Many different methods of constructing an all-ceramic restoration have been developed, including sintering, cast glass and glass infusion. Contemporary methods include vacuum-pressing and milling via CAD/CAM methods. CAD/CAM zirconia restorations are now considered by many dentists to be the top of the range restorative treatment for a patient. However, despite the increase in size of the digital workflow, both the dentist and the technician must appreciate how to handle the materials appropriately.
Pure ZrO2 has a monoclinic crystal structure at room temperature which transitions to tetragonal and cubic at increased temperatures. It transforms into a tetragonal phase between 980°C and 1173°C and moves to cubic above 2370°C. A volume expansion of approximately 4.5%5 occurs on cooling from the tetragonal to monoclinic phase. This transformation induces very large stresses and will cause pure ZrO2 to crack upon cooling from high temperatures. Several different oxides can be added to zirconia to stabilize the tetragonal and/or cubic phases; magnesium oxide (MgO), yttrium oxide, (Y2O3), calcium oxide (CaO), and cerium (III) oxide (Ce2O3) allow these phases to remain at room temperature without catastrophic crack propagation.2,4,5 Despite more difficult sintering, zirconia stabilized with yttria has better mechanical properties than other combinations.1,2
The addition of stabilizing oxides results in a multiphase material known as partially stabilized zirconia (PSZ). A paper in Nature, aptly named ‘Ceramic Steel?’ was the first to record how a phase shift from tetragonal to monoclinic can result in improved mechanical strength and toughness of zirconia.2 If sufficient quantities of the metastable tetragonal phase are present, then an applied stress, magnified by the stress concentration at a crack tip, causes the tetragonal phase to convert to monoclinic. This phase transformation can then put the crack into compression, retarding its growth and enhancing the fracture toughness of the material. This mechanism, known as transformation toughening, significantly extends the reliability and lifetime of products made with stabilized zirconia compared with other ceramics (Figure 1).

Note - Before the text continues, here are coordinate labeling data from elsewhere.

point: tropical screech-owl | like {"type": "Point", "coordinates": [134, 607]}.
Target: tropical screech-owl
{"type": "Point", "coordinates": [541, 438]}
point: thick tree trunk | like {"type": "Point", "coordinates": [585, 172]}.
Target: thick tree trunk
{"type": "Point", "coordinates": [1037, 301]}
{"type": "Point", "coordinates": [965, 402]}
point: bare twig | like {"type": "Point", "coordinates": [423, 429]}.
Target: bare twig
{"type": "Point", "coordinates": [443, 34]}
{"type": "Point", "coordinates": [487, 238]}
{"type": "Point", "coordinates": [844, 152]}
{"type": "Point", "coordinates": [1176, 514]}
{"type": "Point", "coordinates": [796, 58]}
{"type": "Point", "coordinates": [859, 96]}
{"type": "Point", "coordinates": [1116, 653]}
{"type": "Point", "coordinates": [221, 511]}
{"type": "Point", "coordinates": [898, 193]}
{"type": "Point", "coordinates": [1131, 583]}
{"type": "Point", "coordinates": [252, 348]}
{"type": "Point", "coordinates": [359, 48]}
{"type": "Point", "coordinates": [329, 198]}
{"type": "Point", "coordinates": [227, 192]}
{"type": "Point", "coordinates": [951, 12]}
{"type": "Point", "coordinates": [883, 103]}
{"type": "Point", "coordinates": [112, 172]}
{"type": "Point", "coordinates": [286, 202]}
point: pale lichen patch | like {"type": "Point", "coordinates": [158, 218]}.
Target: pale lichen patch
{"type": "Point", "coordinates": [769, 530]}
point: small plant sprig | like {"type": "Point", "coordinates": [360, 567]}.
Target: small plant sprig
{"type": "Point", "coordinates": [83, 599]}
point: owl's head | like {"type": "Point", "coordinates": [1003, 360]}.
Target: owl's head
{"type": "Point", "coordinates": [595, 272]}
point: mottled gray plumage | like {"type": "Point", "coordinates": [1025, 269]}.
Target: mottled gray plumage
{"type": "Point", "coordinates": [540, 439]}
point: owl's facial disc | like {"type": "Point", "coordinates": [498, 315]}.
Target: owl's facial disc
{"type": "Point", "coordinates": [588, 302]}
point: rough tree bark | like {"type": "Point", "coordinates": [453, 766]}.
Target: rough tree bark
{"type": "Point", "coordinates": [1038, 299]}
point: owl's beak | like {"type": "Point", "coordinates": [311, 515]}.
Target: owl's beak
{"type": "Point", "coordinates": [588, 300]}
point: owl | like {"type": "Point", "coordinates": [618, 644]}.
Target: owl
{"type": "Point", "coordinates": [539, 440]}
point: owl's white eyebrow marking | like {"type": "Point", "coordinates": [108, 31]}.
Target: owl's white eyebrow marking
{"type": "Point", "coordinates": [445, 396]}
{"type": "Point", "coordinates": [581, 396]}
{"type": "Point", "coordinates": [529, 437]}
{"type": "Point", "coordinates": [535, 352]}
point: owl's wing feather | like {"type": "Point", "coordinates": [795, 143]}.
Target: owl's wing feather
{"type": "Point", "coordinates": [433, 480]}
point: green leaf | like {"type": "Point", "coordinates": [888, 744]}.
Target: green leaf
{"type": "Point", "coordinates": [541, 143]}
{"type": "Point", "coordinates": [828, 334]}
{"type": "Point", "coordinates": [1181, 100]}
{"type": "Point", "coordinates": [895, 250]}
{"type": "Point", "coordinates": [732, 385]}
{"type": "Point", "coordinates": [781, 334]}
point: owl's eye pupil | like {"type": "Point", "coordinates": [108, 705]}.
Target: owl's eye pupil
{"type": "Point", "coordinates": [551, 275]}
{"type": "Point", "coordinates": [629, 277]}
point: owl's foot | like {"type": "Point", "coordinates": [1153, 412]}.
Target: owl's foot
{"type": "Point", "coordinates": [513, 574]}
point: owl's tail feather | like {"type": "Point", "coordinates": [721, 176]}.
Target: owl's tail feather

The ageing of zirconia, known as low temperature degradation (LTD) has been studied extensively.3,5–8 It is exacerbated by water, water vapour and increased temperatures.8 Ageing is associated with surface roughening and microcracking of the material in which phase changes from tetragonal to monoclinic occur. The initiation and progression of ageing are influenced by many factors. Aside from environmental factors, grain size, phase assemblage, density and concentration of stabilizing agent, all play a role.6,8
Larger grain sizes are less stable and more susceptible to ageing. It has been shown that grain size can be controlled by sintering methods; higher sintering temperatures and longer sintering times lead to larger grains.9 Critical grain size increases with increasing concentration of stabilizing agent, resulting in a greater resistance to ageing, ie grains no longer need to be so small to resist ageing. This happens as a result of cubic content increasing at the expense of the metastable tetragonal phase. However, this has resultant detrimental effects on the properties of the ceramic. Most studies concerning ageing have been conducted on yttria stabilized zirconia. However, magnesium oxide stabilized zirconia shows a similar susceptibility to hydrothermal ageing. Calcium oxide and cerium (III) oxide, on the other hand, do undergo phase changes, but at a slower rate than yttria. Should CeO or CaO be of a relatively high concentration, the material becomes significantly resistant to ageing.8
It has been demonstrated that deep scratches can be introduced into the ceramic during machining or polishing. These scratches are areas of monoclinic transformation that grow in height and diameter with time, eventually coalescing6 and theoretically increasing the likelihood of cracking.
Annealing at 900 °C for one hour has been shown to induce reverse transformation.10 This also results in a relaxation of surface stresses and subsequent decrease in strength, but will also act to increase ageing resistance.5 This may be accomplished during the firing of veneering ceramic on to a zirconia coping. Another method shown to combat LTD is coating the zirconia, thus preventing its attack by solvents and protecting the weak surface flaws. It is assumed that veneering ceramic functions in this way.
Despite the perceived need to cover zirconia restorations to prevent ageing, a recent communication described making axial and occlusal surfaces of unveneered zirconia ceramic.11 This option is attractive as it allows for a more conservative tooth preparation on the palatal and lingual aspects of the teeth where the width of the finish line could be reduced from 1.3 mm to 0.8 mm; however, these recommendations have yet to be reported in an in vivo trial.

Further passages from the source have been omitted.